In Zukunft werden wir mit Sicherheit eine Vielzahl weiterer Ansätzen zur Automatisierung der Insulinabgabe sehen, denn auch kleinere Unternehmen arbeiten an der Entwicklung von AID-Systemen, um nur einige hier zu nennen:

  • AgaMatrix, ein Partner der italienischen Firma A. Menarini Diagnostics mit Sitz in Florenz, nutzt dabei sowohl für die Pumpe als auch für das CGM-System eigene Entwicklungen;
  • EOFlow mit einer koreanischen Pumpe und möglicherweise einem CGM-System von Ascensia;
  • SFC Fluidics, die eine Partnerschaft mit Diabeloop angekündigt haben;
  • Inreda, ein Ansatz mit einer bi-hormonellen Pumpe (Insulin und Glucagon) sowie zwei CGM-Systemen aus Holland.

Ganz sicher erhebt diese Auflistung keinen Anspruch auf Vollständigkeit, aber sie zeigt doch, dass zurzeit viel Geld und Anstrengung in die Entwicklung von AID-Systemen gesteckt wird, die Patienten mit Diabetes in Zukunft hoffentlich das Leben erleichtern werden.

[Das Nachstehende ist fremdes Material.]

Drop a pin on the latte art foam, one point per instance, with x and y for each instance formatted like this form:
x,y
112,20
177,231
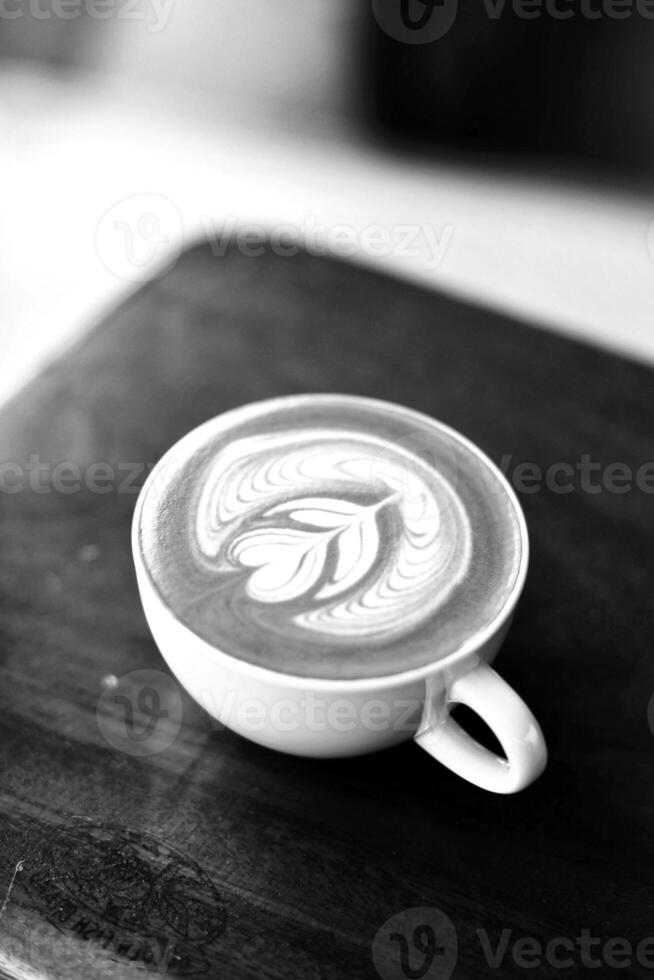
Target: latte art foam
x,y
329,536
347,537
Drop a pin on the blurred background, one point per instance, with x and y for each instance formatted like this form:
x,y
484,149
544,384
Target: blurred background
x,y
500,151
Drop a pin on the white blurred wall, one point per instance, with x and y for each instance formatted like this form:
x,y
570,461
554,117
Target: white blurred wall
x,y
286,53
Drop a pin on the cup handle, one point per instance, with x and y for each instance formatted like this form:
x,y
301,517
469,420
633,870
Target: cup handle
x,y
506,714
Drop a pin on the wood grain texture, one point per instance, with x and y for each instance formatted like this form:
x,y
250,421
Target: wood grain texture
x,y
217,858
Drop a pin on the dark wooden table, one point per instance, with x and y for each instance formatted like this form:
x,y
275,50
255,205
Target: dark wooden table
x,y
135,842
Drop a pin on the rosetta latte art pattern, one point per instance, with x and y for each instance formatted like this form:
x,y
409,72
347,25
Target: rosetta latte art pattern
x,y
332,533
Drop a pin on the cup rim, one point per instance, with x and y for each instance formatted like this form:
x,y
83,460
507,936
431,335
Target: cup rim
x,y
467,648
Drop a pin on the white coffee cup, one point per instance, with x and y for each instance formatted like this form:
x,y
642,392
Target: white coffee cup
x,y
324,717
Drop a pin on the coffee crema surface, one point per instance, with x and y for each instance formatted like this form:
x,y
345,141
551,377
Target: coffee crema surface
x,y
330,536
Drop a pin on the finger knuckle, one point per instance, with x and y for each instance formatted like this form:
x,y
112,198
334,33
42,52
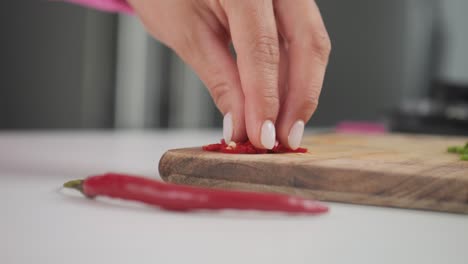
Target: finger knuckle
x,y
270,101
266,50
309,103
220,93
321,46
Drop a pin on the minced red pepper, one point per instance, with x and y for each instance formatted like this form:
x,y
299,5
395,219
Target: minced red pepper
x,y
249,148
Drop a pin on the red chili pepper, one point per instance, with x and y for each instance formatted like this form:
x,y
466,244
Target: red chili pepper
x,y
249,148
184,198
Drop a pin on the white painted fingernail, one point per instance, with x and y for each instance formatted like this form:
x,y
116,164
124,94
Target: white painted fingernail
x,y
268,135
227,128
295,134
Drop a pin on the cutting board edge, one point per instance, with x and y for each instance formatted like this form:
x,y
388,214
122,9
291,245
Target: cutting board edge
x,y
341,197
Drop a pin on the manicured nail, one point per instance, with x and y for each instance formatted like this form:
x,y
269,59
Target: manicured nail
x,y
227,128
268,135
295,134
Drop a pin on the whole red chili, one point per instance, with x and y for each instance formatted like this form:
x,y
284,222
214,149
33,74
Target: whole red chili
x,y
248,148
184,198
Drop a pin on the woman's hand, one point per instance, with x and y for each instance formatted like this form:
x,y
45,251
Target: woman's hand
x,y
282,52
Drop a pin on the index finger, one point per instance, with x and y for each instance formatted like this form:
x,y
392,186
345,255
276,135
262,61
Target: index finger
x,y
255,38
309,47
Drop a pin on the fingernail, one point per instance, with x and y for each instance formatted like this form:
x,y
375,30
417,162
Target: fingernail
x,y
295,134
227,128
268,135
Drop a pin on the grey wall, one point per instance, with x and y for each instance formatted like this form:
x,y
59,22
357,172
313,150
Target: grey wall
x,y
56,66
59,62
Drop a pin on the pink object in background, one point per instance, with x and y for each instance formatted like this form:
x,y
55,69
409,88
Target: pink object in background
x,y
360,127
105,5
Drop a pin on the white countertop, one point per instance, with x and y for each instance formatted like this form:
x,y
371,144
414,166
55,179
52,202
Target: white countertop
x,y
40,223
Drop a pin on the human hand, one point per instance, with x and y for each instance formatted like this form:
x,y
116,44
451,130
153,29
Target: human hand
x,y
282,52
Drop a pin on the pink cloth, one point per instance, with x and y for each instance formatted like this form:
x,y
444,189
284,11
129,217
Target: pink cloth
x,y
105,5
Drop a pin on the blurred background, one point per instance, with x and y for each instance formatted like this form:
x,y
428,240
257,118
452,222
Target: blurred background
x,y
401,62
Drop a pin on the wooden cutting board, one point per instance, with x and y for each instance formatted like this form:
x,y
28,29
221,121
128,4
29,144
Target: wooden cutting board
x,y
394,170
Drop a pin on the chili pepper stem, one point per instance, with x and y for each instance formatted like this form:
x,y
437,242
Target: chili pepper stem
x,y
75,184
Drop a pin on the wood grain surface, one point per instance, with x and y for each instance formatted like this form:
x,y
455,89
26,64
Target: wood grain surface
x,y
397,170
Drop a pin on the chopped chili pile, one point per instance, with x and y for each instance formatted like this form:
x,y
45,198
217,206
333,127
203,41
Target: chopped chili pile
x,y
248,148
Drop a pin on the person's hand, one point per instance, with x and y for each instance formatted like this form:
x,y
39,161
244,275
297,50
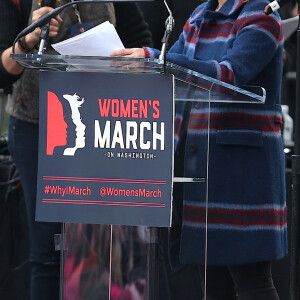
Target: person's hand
x,y
130,52
33,38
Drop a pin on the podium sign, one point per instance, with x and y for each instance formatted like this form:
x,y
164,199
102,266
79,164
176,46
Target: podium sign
x,y
105,148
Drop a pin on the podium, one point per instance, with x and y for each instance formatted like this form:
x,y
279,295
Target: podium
x,y
114,260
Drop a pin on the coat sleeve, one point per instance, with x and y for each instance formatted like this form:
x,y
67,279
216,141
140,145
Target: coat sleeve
x,y
257,39
10,25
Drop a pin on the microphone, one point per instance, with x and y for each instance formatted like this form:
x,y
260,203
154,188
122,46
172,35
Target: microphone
x,y
45,29
274,6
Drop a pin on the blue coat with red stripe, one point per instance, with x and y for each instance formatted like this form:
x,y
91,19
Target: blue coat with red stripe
x,y
246,202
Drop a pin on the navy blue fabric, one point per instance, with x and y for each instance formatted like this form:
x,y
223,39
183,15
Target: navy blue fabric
x,y
45,266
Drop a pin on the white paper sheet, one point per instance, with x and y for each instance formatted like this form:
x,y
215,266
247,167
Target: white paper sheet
x,y
289,26
101,40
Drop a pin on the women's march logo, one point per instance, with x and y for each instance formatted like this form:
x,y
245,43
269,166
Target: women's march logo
x,y
57,133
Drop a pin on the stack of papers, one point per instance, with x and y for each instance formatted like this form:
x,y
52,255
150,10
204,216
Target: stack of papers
x,y
98,41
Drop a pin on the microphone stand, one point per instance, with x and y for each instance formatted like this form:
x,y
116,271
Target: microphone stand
x,y
295,219
169,27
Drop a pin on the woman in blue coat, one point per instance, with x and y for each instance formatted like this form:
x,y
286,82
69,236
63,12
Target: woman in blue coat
x,y
235,42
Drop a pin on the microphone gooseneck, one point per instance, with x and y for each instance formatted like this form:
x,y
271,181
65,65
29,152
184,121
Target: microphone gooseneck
x,y
45,29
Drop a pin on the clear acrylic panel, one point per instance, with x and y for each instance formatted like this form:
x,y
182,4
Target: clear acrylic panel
x,y
136,262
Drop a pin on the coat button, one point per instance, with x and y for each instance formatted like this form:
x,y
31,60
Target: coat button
x,y
193,148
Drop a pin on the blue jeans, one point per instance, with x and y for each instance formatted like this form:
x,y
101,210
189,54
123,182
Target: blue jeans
x,y
45,261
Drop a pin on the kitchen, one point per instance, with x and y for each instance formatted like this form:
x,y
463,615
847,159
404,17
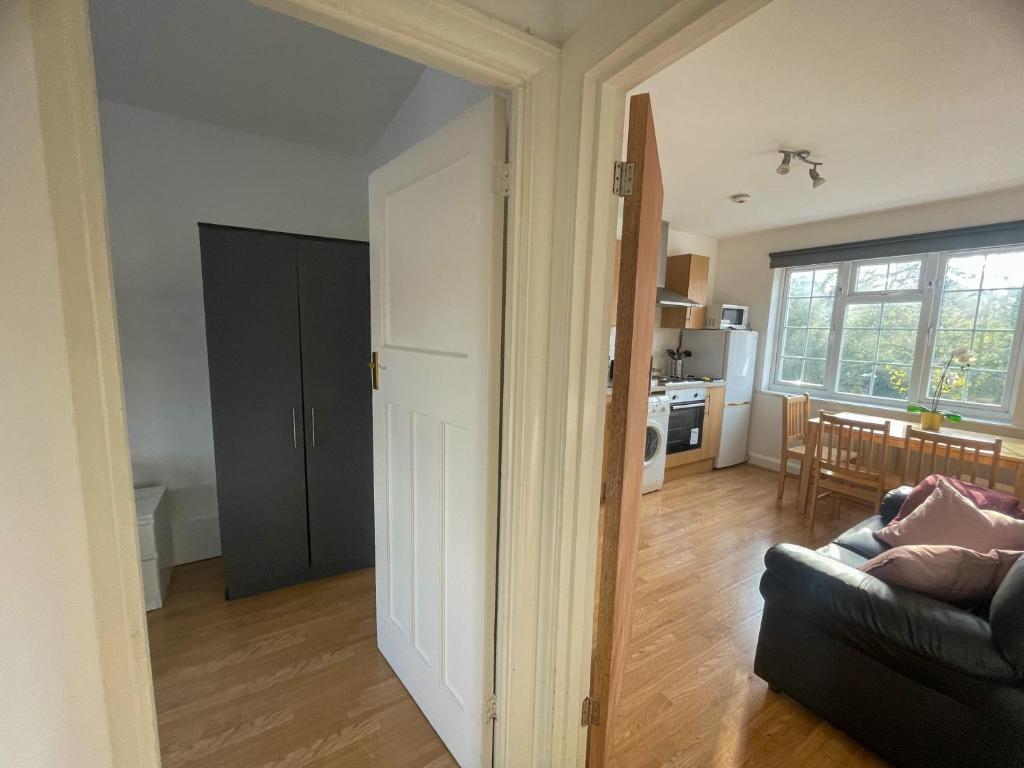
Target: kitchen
x,y
701,372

Ob und wie viele AID-Systeme sich auf Dauer am Markt behaupten werden, bleibt abzuwarten. Ein marktfähiges Produkt zugelassen zu bekommen ist ein Ding, die für eine erfolgreiche Markteinführung notwendige Infrastruktur samt Schulung, Hotline etc. aufzubauen eine ganz andere.

Und bei uns in Deutschland?

Sieht es eher traurig aus:

Medtrum, die als einzige bisher ein AID-System vorgestellt und vertrieben hat, kann dies aktuell nicht mehr tun, denn offenbar gibt es rechtliche Auseinandersetzungen wegen Patentverletzungen, die diesen Schritt notwendig machen. Das zugehörige CGM-System ist allerdings weiterhin auf dem Markt.

Diabeloop und steht mit seinem Hybrid-AID-System kurz vor Markteinführung und will noch in diesem Jahr das System DBLG1 vertreiben. Der Fokus liegt aktuell auf Gesprächen mit den Krankenkassen und dem G-BA, dabei dreht es sich vor Allem um die Frage, ob eine neue Kategorie/Produktklasse erforderlich ist, um dieses (und auch weitere AID-Systeme) in das Hilfsmittelverzeichnis aufnehmen zu können.

Medtronic – das System ist zwar verfügbar, aber es gibt trotz diverser Gespräche mit allen beteiligten gesundheitspolitischen Ebenen keine klaren Aussagen zur Kostenerstattung. Aus diesem Grund will Medtronic mit dem Launch noch warten.